Historically & horticulturally, London has a rich history of parks, namely large and extravagant Victorian-era gardens filled with statues, fountains and topiary. While they can be stunning, they are also highly labour intensive and require fastidious maintenance.

Culturally speaking, this kind of garden is no longer fashionable. Gardens are considered more desirable and infinitely more valuable when they have purpose, promote activity, are ecologically sustainable and easily manageable. In this category, the London Olympic Park Garden wins gold.

The design of the gardens is a collaborative project between Professors James Hitchmough, Nigel Dunnett and Sarah Price. Their project conceptually explores four global gardens running in sequence and following a timeline.

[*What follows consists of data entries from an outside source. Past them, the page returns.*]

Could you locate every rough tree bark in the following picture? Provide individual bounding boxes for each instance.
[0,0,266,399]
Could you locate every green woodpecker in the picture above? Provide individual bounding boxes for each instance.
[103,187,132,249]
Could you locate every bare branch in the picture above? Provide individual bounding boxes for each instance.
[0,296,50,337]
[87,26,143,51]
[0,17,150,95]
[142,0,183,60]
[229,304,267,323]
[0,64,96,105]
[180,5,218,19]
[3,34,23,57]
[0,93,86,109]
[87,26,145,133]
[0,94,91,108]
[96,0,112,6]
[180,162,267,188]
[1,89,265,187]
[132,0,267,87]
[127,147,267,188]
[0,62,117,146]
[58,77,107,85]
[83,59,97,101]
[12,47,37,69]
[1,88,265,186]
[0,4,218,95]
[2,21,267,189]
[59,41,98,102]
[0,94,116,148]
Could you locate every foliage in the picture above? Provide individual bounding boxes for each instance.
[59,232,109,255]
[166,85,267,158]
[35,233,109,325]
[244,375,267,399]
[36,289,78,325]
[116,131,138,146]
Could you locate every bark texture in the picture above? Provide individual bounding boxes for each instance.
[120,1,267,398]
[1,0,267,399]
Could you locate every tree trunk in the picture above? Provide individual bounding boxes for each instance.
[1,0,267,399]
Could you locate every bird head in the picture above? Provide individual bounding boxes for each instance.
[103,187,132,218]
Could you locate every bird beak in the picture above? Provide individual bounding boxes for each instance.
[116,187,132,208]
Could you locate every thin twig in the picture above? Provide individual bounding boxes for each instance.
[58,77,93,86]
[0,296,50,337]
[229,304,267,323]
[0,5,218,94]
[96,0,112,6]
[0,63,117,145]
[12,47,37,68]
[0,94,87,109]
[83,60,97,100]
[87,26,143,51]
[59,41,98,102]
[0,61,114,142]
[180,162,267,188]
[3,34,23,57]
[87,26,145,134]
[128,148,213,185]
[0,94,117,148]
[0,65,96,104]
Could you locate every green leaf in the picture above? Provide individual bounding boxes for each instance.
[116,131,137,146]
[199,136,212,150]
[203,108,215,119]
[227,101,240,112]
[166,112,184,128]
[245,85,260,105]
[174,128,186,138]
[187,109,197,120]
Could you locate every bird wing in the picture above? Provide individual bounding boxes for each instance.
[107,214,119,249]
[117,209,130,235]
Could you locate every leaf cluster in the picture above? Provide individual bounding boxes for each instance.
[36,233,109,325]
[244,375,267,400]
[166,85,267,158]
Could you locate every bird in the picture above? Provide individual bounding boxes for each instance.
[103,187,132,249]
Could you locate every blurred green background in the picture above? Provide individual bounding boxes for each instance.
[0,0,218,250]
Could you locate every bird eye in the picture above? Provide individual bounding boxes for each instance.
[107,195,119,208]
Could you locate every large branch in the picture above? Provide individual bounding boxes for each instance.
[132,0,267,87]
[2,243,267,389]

The first garden represents Western Europe, the Mediterranean and Asia Minor. This garden consists of diverse grasslands, which was the traditional agricultural backbone for centuries. These gardens feature random plantings of bee-friendly wildflowers such as Lythrum ‘Robert’ and blue Succisa pratensis to create a meadow effect. This particular landscape has previously promoted the highest biodiversity of all European ecosystems and has high carbon storage. Unfortunately, it has practically vanished from the contemporary countryside due to modern farming practises.

The second garden represents Temperate Asia. The great Victorian and 20th Century plant collectors greatly enriched British gardens through their adventurous travels to China and Japan, bringing back exotic plants such as the magnificent Tiger Lily (Lilium tigrinum) and the Japanese anemone (Anemone japonica).  The Temperate Asia garden focuses on the herbaceous plants of woodland glade, forest edge and grassland, and has a greater emphasis on texture and foliage.

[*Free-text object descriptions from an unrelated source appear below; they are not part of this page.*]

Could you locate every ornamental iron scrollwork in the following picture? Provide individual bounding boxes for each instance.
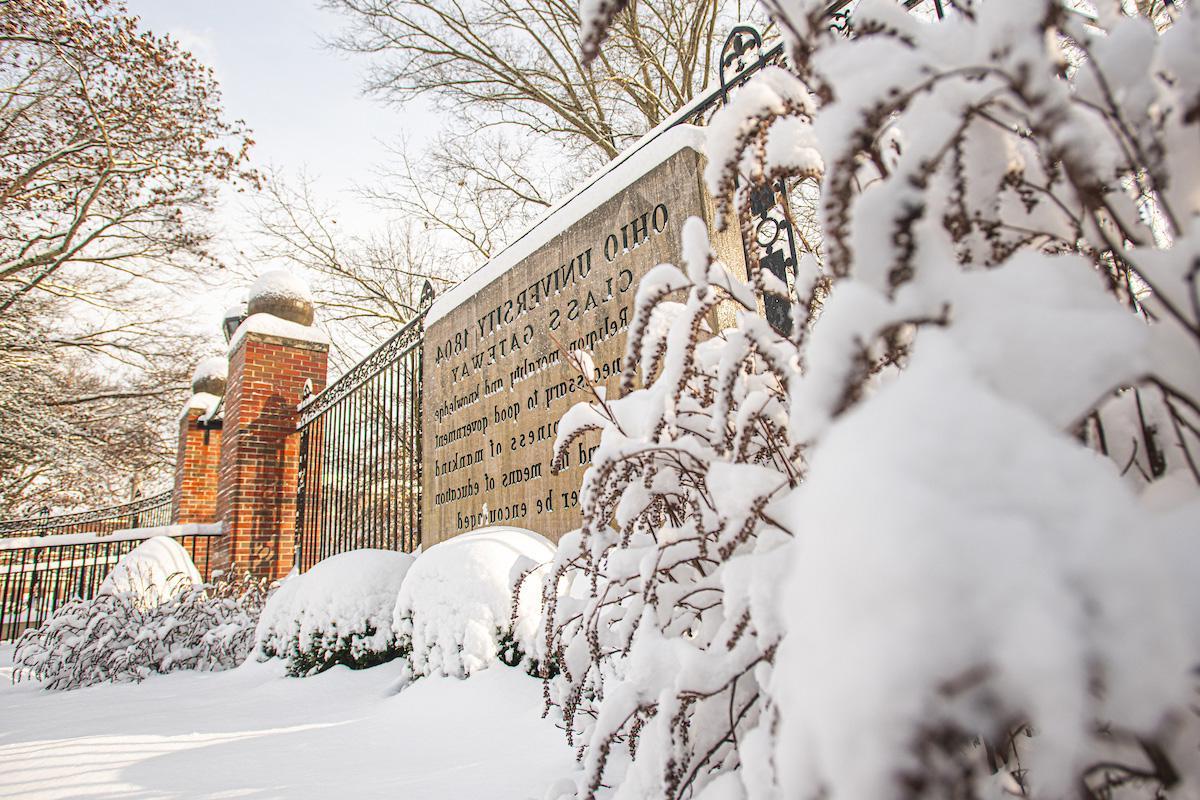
[750,180,801,336]
[827,0,945,33]
[296,300,431,430]
[696,27,802,335]
[0,489,173,537]
[681,26,784,128]
[699,4,924,335]
[719,25,767,94]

The third garden represents South Africa. The plants featured in this section of the gardens are resilient African flowers. Primarily, these plants reveal an exposed flowerhead, sticking up on tall, bare stems to make them more obvious to pollinating insects and birds. They are hardy and resilient, surviving in African grassland mountains at altitudes of 3000m, and conditions of extreme hot, cold and dry.

The final garden is the North American prairie garden. In the wild, much of this style of vegetation is now lost, destroyed in the C19th by the implantation of corn fields. Many late summer and autumn flowering herbaceous plants in British gardens are derived from Prairie, including many varieties of Asters. The value of prairie plants for wildlife lies in the late supply of nectar and pollen, at a time when many British native flowers have long ceased flowering.

In the history of Olympic landscaping, many newly created gardens require too much maintenance and do not provide service and value to the environment. The emphasis has been on aesthetics and not ecology, and as a result they have not always been a resounding success. However, London’s newly sustainable and easily manageable concept will hopefully break that record.